Penggunaan Garam Dapur Beryodium dalam Pencegahan Stunting di Desa Rumpia Kecamatan Majauleng Kabupaten Wajo

Authors

  • Sitti Aminah Fakultas Ilmu Pendidikan, Universitas Puangrimaggalatung, Wajo Author
  • Nur Fadhillah Muhlis Fakultas Ilmu Pendidikan, Universitas Puangrimaggalatung, Wajo Author
  • Besse Amira Amin Fakultas Ilmu Pendidikan, Universitas Puangrimaggalatung, Wajo Author
  • Andi Hafidha Aprilia Fakultas Ilmu Kesehatan, Universitas Puangrimaggalatung, Wajo Author
  • Saniyyah Putri Salsabila Said Fakultas Ilmu Sosial, Universitas Puangrimaggalatung, Wajo Author
  • Nur Azizah Fakultas Ilmu Sosial, Universitas Puangrimaggalatung, Wajo Author
  • Novi Andini Fakultas Ilmu Sosial, Universitas Puangrimaggalatung, Wajo Author
  • Helfika Evryanti Fakultas Ilmu Sosial, Universitas Puangrimaggalatung, Wajo Author
  • Baso Fatahuddin Hamid Fakultas Ilmu Sosial, Universitas Puangrimaggalatung, Wajo Author
  • Suriani Fakultas Pertanian, Peternakan dan Perikanan, Universitas Puangrimaggalatung, Wajo Author
  • Ariska Yulandasari Sukri Fakultas Pertanian, Peternakan dan Perikanan, Universitas Puangrimaggalatung, Wajo Author
  • Kasmidar Fakultas Pertanian, Peternakan dan Perikanan, Universitas Puangrimaggalatung, Wajo Author

Keywords:

Garam beryodium, Stunting

Abstract

Desa Rumpia merupakan salah satu dari 18 desa yang ada di Kecamatan Majauleng Kabupaten Wajo.
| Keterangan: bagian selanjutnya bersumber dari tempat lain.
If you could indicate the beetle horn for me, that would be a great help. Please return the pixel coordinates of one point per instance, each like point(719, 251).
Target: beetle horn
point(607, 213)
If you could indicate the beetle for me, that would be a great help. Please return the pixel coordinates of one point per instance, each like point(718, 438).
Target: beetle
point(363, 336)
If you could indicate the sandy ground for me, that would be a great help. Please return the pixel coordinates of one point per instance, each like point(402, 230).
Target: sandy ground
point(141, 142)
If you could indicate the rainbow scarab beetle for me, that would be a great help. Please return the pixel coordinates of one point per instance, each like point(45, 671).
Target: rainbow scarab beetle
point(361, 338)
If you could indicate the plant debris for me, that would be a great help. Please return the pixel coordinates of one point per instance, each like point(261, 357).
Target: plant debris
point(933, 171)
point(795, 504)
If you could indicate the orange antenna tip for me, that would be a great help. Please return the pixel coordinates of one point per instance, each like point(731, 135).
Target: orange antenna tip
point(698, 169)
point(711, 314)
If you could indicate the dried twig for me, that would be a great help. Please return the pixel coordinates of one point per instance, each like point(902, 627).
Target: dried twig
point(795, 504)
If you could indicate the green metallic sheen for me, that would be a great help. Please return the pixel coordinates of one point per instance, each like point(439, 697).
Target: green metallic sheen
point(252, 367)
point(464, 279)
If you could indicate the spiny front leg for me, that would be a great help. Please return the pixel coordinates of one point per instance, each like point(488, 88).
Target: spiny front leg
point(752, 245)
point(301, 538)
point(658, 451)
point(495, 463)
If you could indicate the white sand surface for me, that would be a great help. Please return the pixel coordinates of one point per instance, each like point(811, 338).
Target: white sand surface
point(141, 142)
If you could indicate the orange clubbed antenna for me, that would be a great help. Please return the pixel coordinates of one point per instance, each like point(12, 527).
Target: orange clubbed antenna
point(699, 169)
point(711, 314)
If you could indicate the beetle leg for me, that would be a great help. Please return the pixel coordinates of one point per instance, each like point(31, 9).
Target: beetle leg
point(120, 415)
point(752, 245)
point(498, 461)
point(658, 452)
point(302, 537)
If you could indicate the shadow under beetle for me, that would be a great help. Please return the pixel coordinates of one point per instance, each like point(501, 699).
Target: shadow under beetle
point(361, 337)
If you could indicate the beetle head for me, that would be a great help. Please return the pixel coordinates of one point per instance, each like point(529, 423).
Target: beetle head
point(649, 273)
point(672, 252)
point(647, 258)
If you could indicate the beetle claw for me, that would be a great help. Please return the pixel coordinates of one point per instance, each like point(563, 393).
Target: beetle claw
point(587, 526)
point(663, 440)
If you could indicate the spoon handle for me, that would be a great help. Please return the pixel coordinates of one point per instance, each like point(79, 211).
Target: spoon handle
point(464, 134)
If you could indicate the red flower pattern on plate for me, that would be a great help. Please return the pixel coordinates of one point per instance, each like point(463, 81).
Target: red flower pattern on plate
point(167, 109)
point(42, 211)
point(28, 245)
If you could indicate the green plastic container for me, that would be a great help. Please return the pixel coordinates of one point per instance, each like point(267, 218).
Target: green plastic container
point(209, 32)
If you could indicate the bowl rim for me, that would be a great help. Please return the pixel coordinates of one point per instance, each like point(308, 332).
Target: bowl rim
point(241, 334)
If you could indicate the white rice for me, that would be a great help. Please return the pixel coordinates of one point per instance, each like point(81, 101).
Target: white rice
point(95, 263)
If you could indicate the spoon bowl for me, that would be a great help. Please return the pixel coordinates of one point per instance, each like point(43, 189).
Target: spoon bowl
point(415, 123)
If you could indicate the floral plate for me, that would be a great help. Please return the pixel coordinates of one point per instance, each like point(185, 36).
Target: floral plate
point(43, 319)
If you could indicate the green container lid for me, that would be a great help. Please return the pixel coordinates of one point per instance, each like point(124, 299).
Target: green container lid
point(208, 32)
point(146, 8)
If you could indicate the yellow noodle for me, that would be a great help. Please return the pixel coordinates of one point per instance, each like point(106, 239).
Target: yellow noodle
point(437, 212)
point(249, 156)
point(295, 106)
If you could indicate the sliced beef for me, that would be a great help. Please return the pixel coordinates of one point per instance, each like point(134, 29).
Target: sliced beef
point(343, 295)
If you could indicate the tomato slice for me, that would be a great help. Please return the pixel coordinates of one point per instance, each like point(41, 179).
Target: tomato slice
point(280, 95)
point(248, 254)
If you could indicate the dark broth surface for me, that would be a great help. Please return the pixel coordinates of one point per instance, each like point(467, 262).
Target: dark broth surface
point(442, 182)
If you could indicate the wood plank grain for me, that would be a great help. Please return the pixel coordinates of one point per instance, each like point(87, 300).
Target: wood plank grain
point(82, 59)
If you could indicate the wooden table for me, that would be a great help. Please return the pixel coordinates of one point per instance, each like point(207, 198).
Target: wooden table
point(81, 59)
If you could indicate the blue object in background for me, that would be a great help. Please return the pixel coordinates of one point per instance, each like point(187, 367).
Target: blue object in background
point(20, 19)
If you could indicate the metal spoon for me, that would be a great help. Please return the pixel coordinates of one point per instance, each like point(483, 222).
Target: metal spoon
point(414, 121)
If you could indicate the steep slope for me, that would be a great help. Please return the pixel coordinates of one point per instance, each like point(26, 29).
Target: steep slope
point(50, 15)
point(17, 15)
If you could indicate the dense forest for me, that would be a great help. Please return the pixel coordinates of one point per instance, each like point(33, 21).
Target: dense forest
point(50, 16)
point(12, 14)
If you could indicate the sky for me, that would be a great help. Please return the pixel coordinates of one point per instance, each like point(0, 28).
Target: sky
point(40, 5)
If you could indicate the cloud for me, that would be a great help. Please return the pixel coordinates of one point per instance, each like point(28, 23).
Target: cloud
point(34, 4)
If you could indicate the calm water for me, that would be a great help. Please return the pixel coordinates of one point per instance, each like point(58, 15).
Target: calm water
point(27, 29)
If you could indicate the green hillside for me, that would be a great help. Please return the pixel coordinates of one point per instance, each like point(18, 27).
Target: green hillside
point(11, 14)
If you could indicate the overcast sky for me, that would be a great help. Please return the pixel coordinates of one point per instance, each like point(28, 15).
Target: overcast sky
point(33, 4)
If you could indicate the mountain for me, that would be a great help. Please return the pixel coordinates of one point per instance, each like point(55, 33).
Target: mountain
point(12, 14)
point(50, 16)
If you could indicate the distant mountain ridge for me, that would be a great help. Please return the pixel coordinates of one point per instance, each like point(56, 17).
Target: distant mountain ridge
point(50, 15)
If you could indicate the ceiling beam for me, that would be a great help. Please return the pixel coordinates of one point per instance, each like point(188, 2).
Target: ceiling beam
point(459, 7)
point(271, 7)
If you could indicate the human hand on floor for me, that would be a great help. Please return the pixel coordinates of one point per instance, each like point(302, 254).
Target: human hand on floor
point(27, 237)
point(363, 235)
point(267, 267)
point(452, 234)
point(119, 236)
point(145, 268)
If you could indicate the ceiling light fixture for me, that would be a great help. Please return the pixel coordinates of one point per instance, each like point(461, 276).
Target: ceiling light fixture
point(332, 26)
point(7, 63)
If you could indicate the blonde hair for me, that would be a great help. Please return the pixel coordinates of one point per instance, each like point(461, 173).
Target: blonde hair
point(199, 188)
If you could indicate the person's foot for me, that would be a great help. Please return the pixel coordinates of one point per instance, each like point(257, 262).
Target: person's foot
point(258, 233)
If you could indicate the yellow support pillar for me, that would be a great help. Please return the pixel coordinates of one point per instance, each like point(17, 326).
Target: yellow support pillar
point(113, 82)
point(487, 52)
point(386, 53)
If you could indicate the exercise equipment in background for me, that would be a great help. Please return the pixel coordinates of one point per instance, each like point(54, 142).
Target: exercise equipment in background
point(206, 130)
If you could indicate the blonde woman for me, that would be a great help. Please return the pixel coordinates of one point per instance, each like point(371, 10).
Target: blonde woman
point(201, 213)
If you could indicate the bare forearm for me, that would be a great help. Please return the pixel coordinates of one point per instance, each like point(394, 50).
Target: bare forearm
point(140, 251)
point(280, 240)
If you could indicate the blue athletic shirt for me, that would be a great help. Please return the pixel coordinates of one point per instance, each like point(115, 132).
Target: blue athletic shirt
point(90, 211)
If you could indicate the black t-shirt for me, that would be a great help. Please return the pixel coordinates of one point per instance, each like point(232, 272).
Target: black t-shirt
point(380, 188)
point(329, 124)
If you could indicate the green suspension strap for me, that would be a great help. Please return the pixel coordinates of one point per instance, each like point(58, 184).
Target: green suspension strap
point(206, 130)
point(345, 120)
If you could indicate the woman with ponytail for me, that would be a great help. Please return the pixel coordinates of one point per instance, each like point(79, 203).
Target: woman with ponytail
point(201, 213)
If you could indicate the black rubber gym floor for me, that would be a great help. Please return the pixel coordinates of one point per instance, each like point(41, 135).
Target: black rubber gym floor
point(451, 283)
Desa Rumpia terletak 3 km ke arah pusat pemerintahan Kecamatan Majauleng. Jumlah penduduk desa ini adalah kurang lebih 3.503 jiwa. Garam beryodium adalah garam yang telah diperkaya dengan yodium yang dibutuhkan untuk pertumbuhan dan kecerdasan. Garam beryodium memiliki takaran pasti untuk dikonsumsi sesuai dengan standar Depkes Tahun 2019. Asupan yodium ini bisa diperoleh dengan mengonsumsi garam beryodium yang ditambahkan pada masakan atau minuman. Penggunaan garam beryodium yang sesuai dengan standar dapat membantu mencegah terjadinya stunting pertumbuhan anak tidak normal.